Die Seelöcher.
An der Mittagsseite des Harzgebirges, in der Grafschaft Hohnstein, giebt
es eine Menge von Erdfällen. Die beiden größten sind beim
Dorfe Haffrungen auf einer beträchtlichen Anhöhe dicht bei einander.
Sie heißen: die Seelöcher, haben eine steile mit Rasen bewachsene
Abdachung, und sind unten mit tiefem klaren Wasser angefüllt. Der
Umfang des größeren mag wohl 600 Schritt betragen.

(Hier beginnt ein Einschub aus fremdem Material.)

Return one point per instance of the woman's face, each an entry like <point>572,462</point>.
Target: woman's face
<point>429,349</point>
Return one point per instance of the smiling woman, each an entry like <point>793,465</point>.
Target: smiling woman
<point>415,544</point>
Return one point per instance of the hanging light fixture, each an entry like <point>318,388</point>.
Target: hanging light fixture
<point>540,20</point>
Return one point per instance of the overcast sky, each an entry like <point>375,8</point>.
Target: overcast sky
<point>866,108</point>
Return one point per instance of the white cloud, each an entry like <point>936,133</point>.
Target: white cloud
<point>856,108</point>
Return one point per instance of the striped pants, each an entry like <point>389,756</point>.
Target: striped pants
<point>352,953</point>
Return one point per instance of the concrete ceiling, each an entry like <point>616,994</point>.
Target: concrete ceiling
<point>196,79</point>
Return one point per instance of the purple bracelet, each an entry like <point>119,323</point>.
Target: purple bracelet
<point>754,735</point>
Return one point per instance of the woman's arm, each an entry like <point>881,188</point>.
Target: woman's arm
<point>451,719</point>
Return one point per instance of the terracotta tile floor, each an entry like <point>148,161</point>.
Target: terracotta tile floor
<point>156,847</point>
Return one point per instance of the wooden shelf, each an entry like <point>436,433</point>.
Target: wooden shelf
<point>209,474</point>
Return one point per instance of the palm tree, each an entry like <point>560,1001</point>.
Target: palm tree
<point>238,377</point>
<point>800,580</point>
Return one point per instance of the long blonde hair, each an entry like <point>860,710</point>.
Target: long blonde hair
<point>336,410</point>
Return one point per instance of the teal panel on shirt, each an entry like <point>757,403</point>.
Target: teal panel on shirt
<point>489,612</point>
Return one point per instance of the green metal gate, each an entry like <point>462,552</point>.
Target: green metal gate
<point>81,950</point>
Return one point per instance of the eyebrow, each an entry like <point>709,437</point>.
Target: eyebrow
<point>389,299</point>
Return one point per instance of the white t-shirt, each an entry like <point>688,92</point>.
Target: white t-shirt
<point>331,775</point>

Beide liefern
Fische und Krebse in großer Menge, und sind mit einer Pflanze bewachsen,
deren Blätter die Größe und Form eines Pferdehufs haben,
welche an langen strickförmigen, fingerdicken Stielen aus der Tiefe
heraufwachsen und auf dem Wasser schwimmen. Die Blume ist weiß oder
gelb, und hat viel Aehnlichkeit mit gefüllten Tulpen.
Von allen Erdfällen der Gegend ist kein einziger bei Menschen Gedenken
entstanden. Da es nun auch aus ihrer Entstehungsperiode keine Nachrichten
darüber giebt, so erzählt man sich Legenden über ihren
Ursprung, welche den Mangel an Urkunden ersetzen sollen. Von den Haffrung'schen
Seelöchern giebt es folgende:
An dem Orte, wo sie jetzt sind, weideten immer zwei Bauerjungen ihre Pferde.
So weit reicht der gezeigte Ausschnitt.